La densidad conceptual de sus textos ensayísticos consigue un convincente tono filosófico, por más que los asuntos que aborda estén fuera de la órbita convencional de los grandes temas del pensamiento occidental. Esta vindicación deliberada por los temas de los cuales la filosofía no se ocupa es común en las tradiciones del ensayismo literario, desde Montaigne y, sobre todo, en el ensayo inglés del cual Borges indudablemente procede, y es además, consecuencia de lo que Beatriz Sarlo ha reconocido en Borges como el hacer «del margen una estética». Esta voluntad permitiría ubicar de modo provisional a Borges como un filósofo de lo marginal, de lo asombroso, de lo anómalo, de las asociaciones inusitadas, del hallazgo menor, del pormenor microscópico o del detalle circunstancial del que se sirve para elevar un tema, en apariencia de naturaleza ínfima o menor, hacia el plano de la universalidad. Textos como La muralla y los libros, Quevedo, El idioma analítico de John Wilkins, Kafka y sus precursores o Historia de los ecos de un nombre (Otras inquisiciones) operan bajo este principio.
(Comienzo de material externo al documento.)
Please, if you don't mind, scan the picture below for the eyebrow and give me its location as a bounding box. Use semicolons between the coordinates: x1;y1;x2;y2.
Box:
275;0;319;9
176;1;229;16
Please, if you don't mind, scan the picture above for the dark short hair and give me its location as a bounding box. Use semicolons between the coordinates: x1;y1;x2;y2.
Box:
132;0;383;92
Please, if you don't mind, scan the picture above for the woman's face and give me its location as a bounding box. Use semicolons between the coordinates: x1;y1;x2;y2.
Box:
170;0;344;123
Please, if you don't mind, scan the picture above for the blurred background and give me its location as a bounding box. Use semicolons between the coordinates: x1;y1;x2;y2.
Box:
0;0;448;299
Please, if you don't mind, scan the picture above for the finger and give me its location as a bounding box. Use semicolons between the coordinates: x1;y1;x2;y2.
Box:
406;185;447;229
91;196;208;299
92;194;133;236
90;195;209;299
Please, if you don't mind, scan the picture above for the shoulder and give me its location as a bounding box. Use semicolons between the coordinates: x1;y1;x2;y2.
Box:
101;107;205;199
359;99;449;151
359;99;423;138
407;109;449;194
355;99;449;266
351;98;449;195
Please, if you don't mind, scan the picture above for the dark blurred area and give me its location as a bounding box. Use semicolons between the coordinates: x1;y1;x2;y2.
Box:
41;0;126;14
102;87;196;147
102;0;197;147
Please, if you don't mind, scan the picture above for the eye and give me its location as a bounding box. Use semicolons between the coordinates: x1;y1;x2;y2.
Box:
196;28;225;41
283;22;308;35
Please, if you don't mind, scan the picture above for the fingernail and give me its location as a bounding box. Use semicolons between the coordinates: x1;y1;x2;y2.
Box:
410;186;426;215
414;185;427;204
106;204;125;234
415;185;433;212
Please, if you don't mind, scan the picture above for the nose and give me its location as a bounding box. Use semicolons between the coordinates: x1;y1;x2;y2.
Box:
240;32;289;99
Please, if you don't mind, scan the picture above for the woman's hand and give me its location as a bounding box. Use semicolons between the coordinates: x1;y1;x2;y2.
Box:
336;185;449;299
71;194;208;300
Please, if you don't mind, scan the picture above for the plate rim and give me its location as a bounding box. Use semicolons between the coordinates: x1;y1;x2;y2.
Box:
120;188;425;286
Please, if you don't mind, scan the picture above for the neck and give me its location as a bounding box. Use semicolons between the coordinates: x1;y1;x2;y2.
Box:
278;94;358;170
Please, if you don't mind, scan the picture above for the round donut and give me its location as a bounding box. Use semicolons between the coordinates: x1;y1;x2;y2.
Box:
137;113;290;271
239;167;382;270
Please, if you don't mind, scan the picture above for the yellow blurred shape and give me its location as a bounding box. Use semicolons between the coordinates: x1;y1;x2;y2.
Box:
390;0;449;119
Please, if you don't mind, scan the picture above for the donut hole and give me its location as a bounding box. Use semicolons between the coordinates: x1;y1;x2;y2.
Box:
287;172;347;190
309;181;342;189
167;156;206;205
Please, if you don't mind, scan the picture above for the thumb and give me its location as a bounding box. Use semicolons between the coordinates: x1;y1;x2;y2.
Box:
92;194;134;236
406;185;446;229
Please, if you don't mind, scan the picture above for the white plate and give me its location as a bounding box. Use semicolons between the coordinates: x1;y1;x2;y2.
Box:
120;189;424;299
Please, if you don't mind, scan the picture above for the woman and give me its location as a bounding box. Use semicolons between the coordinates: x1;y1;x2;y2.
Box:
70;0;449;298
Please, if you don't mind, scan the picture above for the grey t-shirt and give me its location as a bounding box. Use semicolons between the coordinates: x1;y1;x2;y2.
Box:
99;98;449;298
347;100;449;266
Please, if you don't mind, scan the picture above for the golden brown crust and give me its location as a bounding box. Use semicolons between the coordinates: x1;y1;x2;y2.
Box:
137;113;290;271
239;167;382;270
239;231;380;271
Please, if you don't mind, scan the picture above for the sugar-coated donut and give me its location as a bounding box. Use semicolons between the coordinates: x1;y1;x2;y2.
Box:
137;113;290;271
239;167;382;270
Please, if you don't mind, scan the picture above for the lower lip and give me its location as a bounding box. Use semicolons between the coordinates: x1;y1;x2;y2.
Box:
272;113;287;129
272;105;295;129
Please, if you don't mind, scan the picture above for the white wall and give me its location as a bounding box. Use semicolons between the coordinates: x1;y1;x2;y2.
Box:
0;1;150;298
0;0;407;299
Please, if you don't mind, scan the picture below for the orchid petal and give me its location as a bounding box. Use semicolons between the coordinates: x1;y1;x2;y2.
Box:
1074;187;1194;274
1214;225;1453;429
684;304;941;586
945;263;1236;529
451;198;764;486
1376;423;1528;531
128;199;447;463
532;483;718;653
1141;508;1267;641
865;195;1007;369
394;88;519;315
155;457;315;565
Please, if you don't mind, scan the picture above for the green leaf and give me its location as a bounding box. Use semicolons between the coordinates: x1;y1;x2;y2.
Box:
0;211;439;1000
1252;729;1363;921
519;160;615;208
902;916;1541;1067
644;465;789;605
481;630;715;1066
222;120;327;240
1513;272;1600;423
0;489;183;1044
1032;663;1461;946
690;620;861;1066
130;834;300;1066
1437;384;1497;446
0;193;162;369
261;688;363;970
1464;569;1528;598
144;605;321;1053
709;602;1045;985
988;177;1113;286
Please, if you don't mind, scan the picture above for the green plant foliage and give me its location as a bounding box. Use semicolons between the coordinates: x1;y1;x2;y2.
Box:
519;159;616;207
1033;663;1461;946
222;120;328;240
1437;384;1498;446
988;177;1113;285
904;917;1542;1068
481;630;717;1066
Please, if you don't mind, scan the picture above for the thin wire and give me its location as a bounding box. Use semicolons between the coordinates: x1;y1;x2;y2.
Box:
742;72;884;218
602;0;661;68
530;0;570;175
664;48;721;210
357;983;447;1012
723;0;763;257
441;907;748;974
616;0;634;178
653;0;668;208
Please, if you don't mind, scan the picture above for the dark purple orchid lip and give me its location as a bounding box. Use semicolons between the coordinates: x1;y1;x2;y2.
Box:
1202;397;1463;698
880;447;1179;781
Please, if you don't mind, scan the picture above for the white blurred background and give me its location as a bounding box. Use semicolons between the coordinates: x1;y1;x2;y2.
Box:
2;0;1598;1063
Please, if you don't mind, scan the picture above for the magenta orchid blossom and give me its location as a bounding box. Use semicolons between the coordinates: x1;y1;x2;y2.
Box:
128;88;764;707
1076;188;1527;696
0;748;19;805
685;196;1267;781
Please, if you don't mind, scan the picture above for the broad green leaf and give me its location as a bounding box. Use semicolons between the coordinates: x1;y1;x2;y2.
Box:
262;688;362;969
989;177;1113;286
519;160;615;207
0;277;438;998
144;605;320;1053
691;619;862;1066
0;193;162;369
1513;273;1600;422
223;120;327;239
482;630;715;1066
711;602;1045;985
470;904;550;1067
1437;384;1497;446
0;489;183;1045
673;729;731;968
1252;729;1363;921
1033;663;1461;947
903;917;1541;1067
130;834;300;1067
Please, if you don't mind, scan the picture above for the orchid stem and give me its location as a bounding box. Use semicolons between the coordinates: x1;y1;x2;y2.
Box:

No es casual que el infinito sea una de las más persistentes obsesiones de la escritura borgesiana
Hay otro sentido más desde el cual Borges puede ser entendido como un autor filosófico. En numerosos textos, sobre todo aquellos donde se desplaza la prosa de ideas a la de ficción, Borges interpreta el papel, como lo hiciera Cervantes, de apenas un lector que glosa, resume o interpreta un texto ajeno. Un modesto exegeta que escribe sobre lo que lee y sobre el que recae el peso de continuar la obra con el propio comentario. La lectura supone entonces un acto de escritura, reescritura, difusión, interpretación, circulación, polémica. La postura y los materiales de Borges parecen ser los del humilde historiador o enciclopedista que, sin embargo, es la piedra angular de la cultura. Borges tiene consciencia plena del papel central de la crítica, del comentario, del metatexto. La escritura misma como posibilidad infinita. Y no es casual que el infinito sea una de las más persistentes obsesiones de la escritura borgesiana. El texto infinito, la biblioteca total, la insistencia por el orden, el tiempo o la totalidad, son cuestiones que hoy más que nunca están presentes en nuestra era digital que parece estar contenida y anunciada de forma metafórica en los textos de Borges. Un precursor de nuestro horizonte epocal, posmoderno, escéptico, frecuentemente apocalíptico.
Borges, fabulador de brevísimos tratados de literatura potencial que son, a la vez, de filosofía especulativa, es quizá, como pensaba Ricardo Piglia, un escritor del siglo XIX en el siglo XX que, al mismo tiempo fue también, en su propia época, un escritor del siglo XXI.